Fantastic Light

From the editor in chief

Jul 1, 2000

Let there be light,” a voice said. And there was light. At least there was in part of the telecommunications network backbone-the many-headed beast that delivers our telephone, fax and Internet services. The problem is that fiber optics have thus far been installed in only part of the system. As soon as the light reaches the big network hubs where it is switched, the signal must be converted to electrons. Electronic switches are bulky, expensive and, by the standards of light-speed, slow. But until now, there haven’t been any optical switches small and fast enough to replace them. This bottleneck is going to become tighter and tighter as our appetite for big-bandwidth applications such as video-on-demand grows.

It’s obvious that whoever develops the first reliable all-optical switch is going to cash in. Which is why Lucent, Nortel, Agilent, Corning and a host of startups are hustling to make optical switches. The first commercial versions are reaching the market now-and the markets are taking notice. The day Agilent unveiled its prototype optical switch, the company’s stock rose by 47 percent.
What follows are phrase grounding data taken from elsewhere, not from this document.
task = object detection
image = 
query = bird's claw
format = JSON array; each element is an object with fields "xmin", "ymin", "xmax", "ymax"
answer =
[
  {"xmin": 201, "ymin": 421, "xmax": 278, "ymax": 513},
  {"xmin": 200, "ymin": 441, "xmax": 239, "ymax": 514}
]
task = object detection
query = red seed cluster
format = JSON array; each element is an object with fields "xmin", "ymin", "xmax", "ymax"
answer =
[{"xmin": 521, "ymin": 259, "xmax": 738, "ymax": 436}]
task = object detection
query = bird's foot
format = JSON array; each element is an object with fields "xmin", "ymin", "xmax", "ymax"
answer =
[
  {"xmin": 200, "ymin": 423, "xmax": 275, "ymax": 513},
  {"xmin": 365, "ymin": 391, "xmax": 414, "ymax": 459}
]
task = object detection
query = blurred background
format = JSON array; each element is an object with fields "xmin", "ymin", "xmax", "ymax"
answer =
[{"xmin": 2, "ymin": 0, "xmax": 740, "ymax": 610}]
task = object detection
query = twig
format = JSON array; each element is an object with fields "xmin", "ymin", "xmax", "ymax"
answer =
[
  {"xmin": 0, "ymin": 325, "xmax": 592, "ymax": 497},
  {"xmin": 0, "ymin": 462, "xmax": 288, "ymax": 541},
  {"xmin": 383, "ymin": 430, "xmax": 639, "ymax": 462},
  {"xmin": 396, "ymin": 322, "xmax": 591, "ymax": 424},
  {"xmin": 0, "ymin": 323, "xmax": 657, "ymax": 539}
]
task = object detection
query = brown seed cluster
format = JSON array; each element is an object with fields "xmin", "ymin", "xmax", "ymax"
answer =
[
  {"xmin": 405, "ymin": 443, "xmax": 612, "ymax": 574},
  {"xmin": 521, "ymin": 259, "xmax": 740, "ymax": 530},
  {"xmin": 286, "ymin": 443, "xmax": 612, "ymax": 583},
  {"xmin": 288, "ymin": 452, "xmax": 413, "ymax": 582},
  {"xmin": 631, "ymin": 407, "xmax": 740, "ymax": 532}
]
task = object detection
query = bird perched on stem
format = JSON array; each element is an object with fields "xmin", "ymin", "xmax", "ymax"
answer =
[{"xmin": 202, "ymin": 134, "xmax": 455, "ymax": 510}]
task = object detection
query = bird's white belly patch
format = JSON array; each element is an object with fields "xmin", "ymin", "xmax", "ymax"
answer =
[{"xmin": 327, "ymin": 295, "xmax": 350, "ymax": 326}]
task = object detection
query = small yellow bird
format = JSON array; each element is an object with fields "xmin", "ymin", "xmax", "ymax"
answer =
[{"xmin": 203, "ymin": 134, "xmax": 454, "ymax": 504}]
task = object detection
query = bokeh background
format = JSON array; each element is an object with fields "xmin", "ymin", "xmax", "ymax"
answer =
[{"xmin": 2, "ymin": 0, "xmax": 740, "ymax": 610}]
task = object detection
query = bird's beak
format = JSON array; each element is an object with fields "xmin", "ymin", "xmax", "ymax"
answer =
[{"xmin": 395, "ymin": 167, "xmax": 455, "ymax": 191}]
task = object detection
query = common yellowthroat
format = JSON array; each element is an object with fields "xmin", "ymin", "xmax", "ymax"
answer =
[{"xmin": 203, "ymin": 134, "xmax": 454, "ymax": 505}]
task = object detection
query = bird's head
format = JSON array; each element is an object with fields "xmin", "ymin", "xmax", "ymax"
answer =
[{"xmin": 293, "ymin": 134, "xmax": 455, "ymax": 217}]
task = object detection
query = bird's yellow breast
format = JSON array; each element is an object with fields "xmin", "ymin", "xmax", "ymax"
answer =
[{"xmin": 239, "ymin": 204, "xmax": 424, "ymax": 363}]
TR readers should take note that this exuberance, unlike the dot-com mania, is not irrational. Indeed, the optical switches being developed for telecommunications are only the first step in the “Microphotonics Revolution,” as Peter Fairley reports. After breaking the bottleneck in the telecom backbone, the next step is likely to be extending optical switching to the routers that send our e-mail hither and yon. The result: an all-optical Internet significantly faster than the one we know.

After that, the changes are likely to be on a smaller scale: inside your computer. Over the last couple of decades the processing units inside computers have gained so much speed that they’re outrunning the capacity of the wires connecting them to their memory units. These “interconnects” have now become a bottleneck not unlike the one in the telecommunications system. And the solution may be the same: replace electrons with photons. A further wave of the Microphotonics Revolution could be a healthy dose of optical communication injected into the computer itself, with attendant benefits in speed.

We think the Microphotonics Revolution is a key area to watch in the next decade, and you can be sure that as the revolution progresses, Technology Review will give you a close-up view. As Fairley has done in his article, we will continue to identify the main technologies, tell you the most important corporate and academic players, and lay out a timescale for specific developments. More light!